Nokia suspended its technical work within the O-RAN Alliance, citing concerns about sharing information with companies the U.S. government identified as potential security risks due to ties to the Chinese military.
The vendor’s exit was first reported by Politico. Nokia characterised it as a temporary pause, endorsing an ongoing commitment to open RAN and adding it is prudent to avoid contributing to the O-RAN Alliance at this time.
Established in 2018 by the combination of the xRAN Forum with the C-RAN Alliance, the O-RAN Alliance lists China Mobile as a founder and includes dozens of other Chinese companies in its membership.
Three of these, Kindroid, Phytium Technology and Inspur Group, are now on a U.S. trade sanctions roster known as the entity list. The nation’s Bureau of Industry and Security wants domestic companies to boycott these businesses because it believes they are acquiring U.S. technology and using it to help China modernise its military.
As a Finnish company, Nokia is not required by the U.S. government to avoid working with businesses on the entity list. However, the vendor reportedly fears it will be penalised by if it continues to share information with Kindroid, Phytium and Inspur.
More to come?
In a research note, Strand Consult founder John Strand predicted more O-RAN Alliance defections as member companies consider national security issues and the possibility of U.S. penalties.

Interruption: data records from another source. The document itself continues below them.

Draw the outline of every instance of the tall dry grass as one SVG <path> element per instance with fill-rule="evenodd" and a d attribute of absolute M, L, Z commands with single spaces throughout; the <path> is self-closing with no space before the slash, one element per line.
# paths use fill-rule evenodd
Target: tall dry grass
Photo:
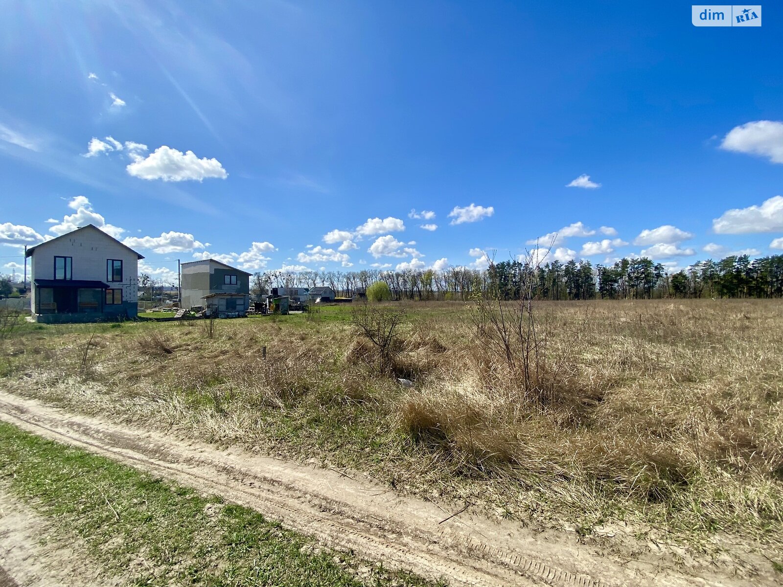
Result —
<path fill-rule="evenodd" d="M 368 366 L 378 350 L 348 320 L 323 315 L 224 321 L 211 336 L 186 322 L 31 331 L 4 348 L 4 380 L 530 523 L 783 544 L 783 304 L 540 303 L 535 393 L 474 311 L 406 306 L 391 371 L 413 389 Z"/>

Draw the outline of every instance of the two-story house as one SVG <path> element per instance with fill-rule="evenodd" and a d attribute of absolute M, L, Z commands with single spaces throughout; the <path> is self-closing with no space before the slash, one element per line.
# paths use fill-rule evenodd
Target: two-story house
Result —
<path fill-rule="evenodd" d="M 250 306 L 250 276 L 215 259 L 182 263 L 181 308 L 206 307 L 218 316 L 247 313 Z"/>
<path fill-rule="evenodd" d="M 30 309 L 40 322 L 135 318 L 144 257 L 92 225 L 27 249 Z"/>

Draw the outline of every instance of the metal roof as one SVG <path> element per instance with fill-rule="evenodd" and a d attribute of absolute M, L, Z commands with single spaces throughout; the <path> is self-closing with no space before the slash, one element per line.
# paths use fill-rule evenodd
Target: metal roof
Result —
<path fill-rule="evenodd" d="M 38 287 L 78 287 L 85 290 L 110 290 L 111 286 L 102 281 L 88 281 L 86 279 L 34 279 L 34 283 Z"/>

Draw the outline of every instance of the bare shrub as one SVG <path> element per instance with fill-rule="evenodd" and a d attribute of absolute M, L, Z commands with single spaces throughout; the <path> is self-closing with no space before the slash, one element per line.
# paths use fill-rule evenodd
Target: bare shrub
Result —
<path fill-rule="evenodd" d="M 201 321 L 201 332 L 210 340 L 215 338 L 215 321 L 217 319 L 217 315 L 212 312 Z"/>
<path fill-rule="evenodd" d="M 540 318 L 533 294 L 536 268 L 529 255 L 517 275 L 518 299 L 506 301 L 500 294 L 495 264 L 489 262 L 490 285 L 477 300 L 472 315 L 478 343 L 474 364 L 485 381 L 518 393 L 525 403 L 573 404 L 578 391 L 572 388 L 576 369 L 571 358 L 588 320 L 572 327 L 567 348 L 553 352 L 549 333 L 558 325 L 551 319 Z"/>
<path fill-rule="evenodd" d="M 136 344 L 143 354 L 150 357 L 161 358 L 174 352 L 171 342 L 158 332 L 142 337 L 136 340 Z"/>
<path fill-rule="evenodd" d="M 363 356 L 367 364 L 380 373 L 392 373 L 399 350 L 399 328 L 405 319 L 406 312 L 399 306 L 370 304 L 365 301 L 352 308 L 351 323 L 377 351 Z"/>

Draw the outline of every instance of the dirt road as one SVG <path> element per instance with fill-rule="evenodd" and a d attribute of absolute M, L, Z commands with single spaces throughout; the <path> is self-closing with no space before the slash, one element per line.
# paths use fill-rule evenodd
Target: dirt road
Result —
<path fill-rule="evenodd" d="M 453 515 L 360 474 L 219 450 L 103 421 L 0 391 L 0 420 L 204 493 L 247 506 L 330 547 L 451 585 L 739 585 L 728 569 L 675 564 L 652 552 L 581 544 L 574 532 L 536 532 L 470 509 Z M 681 560 L 680 560 L 681 563 Z M 756 578 L 752 584 L 767 584 Z M 771 581 L 769 584 L 772 584 Z"/>

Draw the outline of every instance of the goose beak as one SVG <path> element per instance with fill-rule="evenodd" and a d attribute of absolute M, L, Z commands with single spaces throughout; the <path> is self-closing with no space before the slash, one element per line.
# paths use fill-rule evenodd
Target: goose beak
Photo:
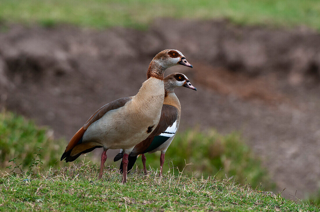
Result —
<path fill-rule="evenodd" d="M 185 87 L 186 88 L 188 88 L 192 89 L 193 90 L 194 90 L 195 91 L 196 91 L 197 90 L 197 89 L 195 87 L 194 87 L 193 85 L 191 84 L 191 83 L 190 83 L 190 81 L 189 80 L 187 80 L 186 81 L 186 82 L 183 84 L 183 87 Z"/>
<path fill-rule="evenodd" d="M 187 61 L 187 60 L 186 60 L 186 58 L 184 57 L 181 58 L 181 60 L 178 63 L 178 64 L 192 68 L 192 65 L 188 62 L 188 61 Z"/>

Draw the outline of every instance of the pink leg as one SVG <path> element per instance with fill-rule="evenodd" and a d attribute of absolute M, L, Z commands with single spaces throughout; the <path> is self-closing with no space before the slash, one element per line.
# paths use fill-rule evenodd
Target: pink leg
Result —
<path fill-rule="evenodd" d="M 159 176 L 162 176 L 162 167 L 163 167 L 163 163 L 164 162 L 164 153 L 161 153 L 160 156 L 160 173 Z"/>
<path fill-rule="evenodd" d="M 143 164 L 143 171 L 144 171 L 144 174 L 147 174 L 147 167 L 146 166 L 146 161 L 147 158 L 144 154 L 142 154 L 141 156 L 141 159 L 142 160 L 142 164 Z"/>
<path fill-rule="evenodd" d="M 122 158 L 122 164 L 123 164 L 123 174 L 122 175 L 123 183 L 127 182 L 127 173 L 128 168 L 128 157 L 129 155 L 128 154 L 124 154 L 123 157 Z"/>
<path fill-rule="evenodd" d="M 103 167 L 104 167 L 104 163 L 107 160 L 107 155 L 106 153 L 108 150 L 103 150 L 103 151 L 101 154 L 101 164 L 100 164 L 100 171 L 99 173 L 99 176 L 98 177 L 98 179 L 101 179 L 102 177 L 102 173 L 103 172 Z"/>

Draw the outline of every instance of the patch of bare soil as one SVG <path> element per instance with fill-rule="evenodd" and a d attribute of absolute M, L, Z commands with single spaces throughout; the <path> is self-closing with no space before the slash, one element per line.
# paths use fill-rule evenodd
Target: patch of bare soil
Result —
<path fill-rule="evenodd" d="M 0 33 L 0 104 L 56 136 L 69 138 L 97 108 L 135 95 L 153 57 L 178 49 L 194 68 L 167 73 L 184 73 L 198 88 L 176 89 L 180 130 L 240 130 L 278 190 L 287 187 L 283 194 L 319 189 L 318 34 L 163 19 L 146 32 L 8 29 Z"/>

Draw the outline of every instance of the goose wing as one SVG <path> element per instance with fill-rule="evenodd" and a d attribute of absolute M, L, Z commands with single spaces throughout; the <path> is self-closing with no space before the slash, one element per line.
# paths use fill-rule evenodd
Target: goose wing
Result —
<path fill-rule="evenodd" d="M 127 102 L 132 99 L 133 97 L 125 97 L 115 100 L 101 107 L 96 111 L 87 121 L 83 126 L 80 128 L 70 140 L 69 143 L 66 147 L 64 152 L 61 157 L 61 160 L 62 160 L 66 157 L 68 155 L 69 155 L 69 152 L 70 152 L 76 145 L 82 143 L 82 137 L 84 132 L 92 123 L 100 119 L 105 114 L 110 110 L 115 110 L 124 106 Z M 85 147 L 84 147 L 85 149 Z M 91 147 L 91 148 L 92 148 L 92 147 Z"/>

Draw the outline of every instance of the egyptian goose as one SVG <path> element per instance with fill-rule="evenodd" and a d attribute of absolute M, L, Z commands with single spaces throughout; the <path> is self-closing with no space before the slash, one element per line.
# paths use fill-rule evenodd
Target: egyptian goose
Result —
<path fill-rule="evenodd" d="M 100 179 L 107 159 L 107 150 L 123 149 L 122 182 L 126 182 L 129 154 L 135 145 L 148 137 L 160 119 L 164 99 L 164 71 L 179 64 L 192 68 L 177 50 L 167 49 L 157 54 L 149 65 L 148 79 L 138 93 L 114 101 L 96 111 L 71 139 L 61 160 L 72 161 L 81 154 L 103 147 Z"/>
<path fill-rule="evenodd" d="M 164 79 L 164 100 L 161 116 L 158 125 L 147 139 L 136 145 L 129 155 L 127 170 L 132 169 L 137 159 L 142 155 L 142 164 L 145 174 L 147 173 L 146 167 L 146 158 L 145 153 L 153 153 L 161 151 L 160 157 L 160 176 L 162 175 L 162 167 L 164 161 L 164 154 L 171 143 L 179 128 L 181 106 L 180 102 L 173 92 L 175 88 L 184 86 L 196 91 L 191 84 L 186 75 L 180 73 L 174 73 Z M 122 150 L 115 157 L 114 161 L 117 161 L 123 157 Z M 123 163 L 121 162 L 120 170 L 123 171 Z"/>

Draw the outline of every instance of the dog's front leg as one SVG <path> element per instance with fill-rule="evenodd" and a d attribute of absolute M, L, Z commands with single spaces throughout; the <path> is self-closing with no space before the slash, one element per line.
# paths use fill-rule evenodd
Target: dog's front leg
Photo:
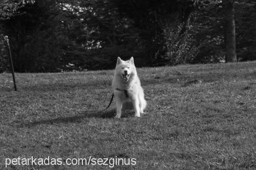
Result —
<path fill-rule="evenodd" d="M 121 113 L 122 111 L 122 103 L 120 100 L 117 99 L 116 101 L 116 115 L 115 118 L 119 118 L 121 117 Z"/>
<path fill-rule="evenodd" d="M 139 99 L 136 96 L 132 100 L 132 102 L 135 112 L 135 117 L 140 117 Z"/>

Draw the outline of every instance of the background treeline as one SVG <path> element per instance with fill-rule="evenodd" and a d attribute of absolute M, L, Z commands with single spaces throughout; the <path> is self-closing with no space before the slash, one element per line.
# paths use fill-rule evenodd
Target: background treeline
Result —
<path fill-rule="evenodd" d="M 238 60 L 255 60 L 256 2 L 234 6 Z M 18 72 L 113 69 L 117 56 L 138 66 L 223 61 L 224 9 L 220 0 L 2 0 L 0 71 L 6 35 Z"/>

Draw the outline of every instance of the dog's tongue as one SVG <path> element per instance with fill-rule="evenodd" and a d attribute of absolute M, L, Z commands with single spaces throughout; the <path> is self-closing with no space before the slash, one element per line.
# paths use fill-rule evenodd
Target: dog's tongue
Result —
<path fill-rule="evenodd" d="M 124 75 L 123 79 L 124 79 L 125 81 L 127 81 L 128 80 L 128 75 Z"/>

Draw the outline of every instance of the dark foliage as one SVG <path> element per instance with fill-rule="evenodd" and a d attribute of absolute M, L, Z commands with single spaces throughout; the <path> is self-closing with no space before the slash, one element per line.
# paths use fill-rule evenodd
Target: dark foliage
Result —
<path fill-rule="evenodd" d="M 255 60 L 256 3 L 234 10 L 238 60 Z M 0 34 L 19 72 L 112 69 L 117 56 L 138 66 L 211 63 L 225 60 L 223 14 L 219 0 L 5 0 Z M 3 71 L 2 38 L 0 50 Z"/>

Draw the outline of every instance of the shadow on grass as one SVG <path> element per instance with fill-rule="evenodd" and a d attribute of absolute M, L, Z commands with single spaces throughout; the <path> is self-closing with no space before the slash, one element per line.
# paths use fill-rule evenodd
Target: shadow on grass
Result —
<path fill-rule="evenodd" d="M 31 127 L 41 124 L 53 124 L 59 123 L 80 123 L 85 118 L 110 118 L 113 117 L 115 113 L 115 110 L 102 111 L 86 111 L 80 114 L 73 116 L 67 116 L 65 117 L 57 117 L 53 119 L 48 119 L 38 121 L 30 122 L 20 124 L 19 127 Z"/>

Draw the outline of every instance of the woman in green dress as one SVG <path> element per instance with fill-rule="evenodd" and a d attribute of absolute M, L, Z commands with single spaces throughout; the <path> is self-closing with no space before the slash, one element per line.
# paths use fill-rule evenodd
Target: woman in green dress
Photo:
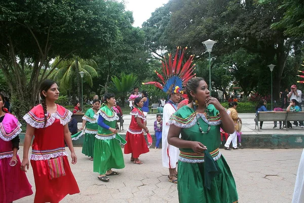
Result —
<path fill-rule="evenodd" d="M 82 153 L 91 157 L 90 160 L 93 161 L 94 157 L 94 144 L 96 139 L 95 136 L 97 133 L 98 124 L 97 120 L 94 118 L 95 115 L 100 108 L 100 101 L 99 99 L 94 99 L 92 103 L 93 107 L 90 108 L 83 117 L 83 124 L 80 128 L 81 130 L 84 129 L 86 126 L 86 137 L 83 146 Z"/>
<path fill-rule="evenodd" d="M 210 96 L 203 78 L 191 79 L 186 91 L 189 104 L 170 117 L 168 135 L 169 144 L 180 151 L 177 176 L 179 202 L 238 202 L 234 179 L 218 150 L 220 127 L 233 133 L 233 121 L 217 99 Z"/>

Strand believes government agencies need to give companies clearer direction when it comes to developing new RAN technologies in partnership with Chinese businesses. “It appears that some policymakers have not thought through the technical issues and consequences for Chinese government actors to be involved in the development, design and production of open RAN equipment.”
The U.S. National Telecommunications and Information Administration supports international cooperation in the development of open RAN technologies, while some U.S. vendors want to see the government favour domestic companies.
Several U.S. companies are positioning open RAN as a way for the U.S. government to move toward a goal of eliminating Huawei equipment from domestic telecom networks.
Most U.S. operators using Huawei’s equipment are regional service providers. So far, at least two have announced plans to replace the gear: Triangle Communications will use Mavenir’s open RAN products and Union Wireless opted for Nokia.